Balance From Within
Balance is delicate, and sometimes we fall down… A 170 year old sofa balances precariously on one leg, continuously teetering, responding internally to external forces. A robotic mechanism emits a periodic low groan, softer than speech, as the piece struggles to remain upright.
Relationships are balancing acts, and delicate ones at that. This idea turned into a balancing sofa as I was thinking about how all of our social interactions can be found on these humble, ubiquitous pieces of furniture: dinner, chatting, sex, job interviews, even death. Is it surprising that we construct such a solid footing to support the delicate dance of relationships, so prone to losing their rhythm and falling down? These ideas of foundation and fragility seemed so distinct and yet inseparable; I became interested in trying to illuminate that a bit.

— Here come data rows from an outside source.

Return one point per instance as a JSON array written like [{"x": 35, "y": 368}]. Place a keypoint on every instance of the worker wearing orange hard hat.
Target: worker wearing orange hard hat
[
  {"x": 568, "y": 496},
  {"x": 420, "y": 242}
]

I began wondering if anything or anyone can balance on a rigid point, which was the technical point of departure for research. I learned that while it’s possible, it requires enormous energy and has signiﬁcant limits beyond which recovery is impossible. This fact, for me, further enlightened the metaphor. As in life, the risk here is real, rather than illusory. The piece can fall and break to pieces, which must then be picked up, possibly repaired, and put back together one at a time. To regain balance, once lost, requires outside help.
Jacob Tonski is a pragmatic optimist whose work explores dynamic balance through kinetic metaphors. Tonski holds an MFA from the Design | Media Arts department at UCLA. He studied computer science at Brown University and worked as a Technical Director at Pixar Animation Studios. He was a 2010 fellow at the Frank-Ratchye Studio for Creative Inquiry at Carnegie Mellon University. He is currently an assistant professor of Art and Interactive Media Studies at Miami University, Ohio. His creative work has been shown in China, Brazil, and throughout Europe and the United States.